Finally, a plan can provide for annuity payments with a percentage adjustment based on the increase in compensation for the position held by the employee at the time of retirement. However, in the case of a nongovernmental plan, this form of adjustment is only permitted if it is provided under the terms of the plan as in effect on April 17, 2002.

In addition to these permitted increases in the amount of annuity payments, the final regulations retain the rules in the temporary regulations allowing an annuity purchased from an insurance company with an employee's account balance under a defined contribution plan to provide for variable and increasing payments and clarify that these rules apply to an annuity contract purchased from an insurance company by a qualified trust for a defined benefit plan. For an annuity contract purchased from an insurance company, these final regulations retain the rule that the total expected future payments (disregarding any payment increases) as of the annuity starting date must exceed the premium being annuitized. This rule insures that annuity payments start at a high enough amount to prevent inappropriate deferral.

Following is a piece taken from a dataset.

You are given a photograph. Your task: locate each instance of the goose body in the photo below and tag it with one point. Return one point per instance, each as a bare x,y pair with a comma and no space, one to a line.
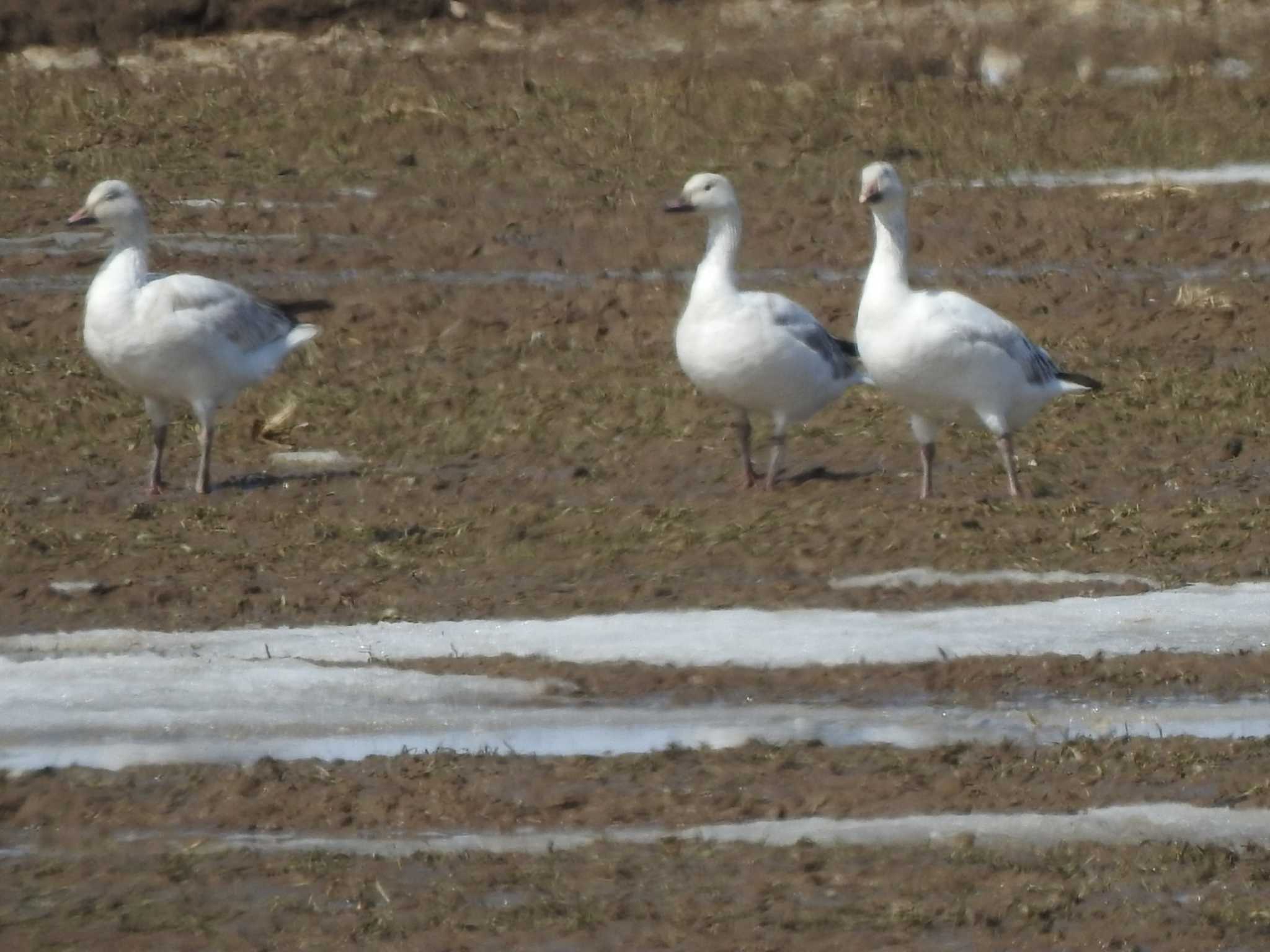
174,340
757,351
941,355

In response to comments asking for more flexibility in the rules relating to changes in distribution amounts from an annuity contract purchased from an insurance company, the final regulations replace the rule permitting partial and complete withdrawals with a broader rule permitting all types of acceleration. The final regulations allow any method that retains the same rate of increase in future payments but results in the total future expected payments under the annuity (disregarding any future payment increases and including the amount of any payment made as a result of the acceleration) being decreased, thereby allowing acceleration in the form of a shorter period as well as through withdrawals. In addition, the requirement that a total withdrawal option be available has been eliminated.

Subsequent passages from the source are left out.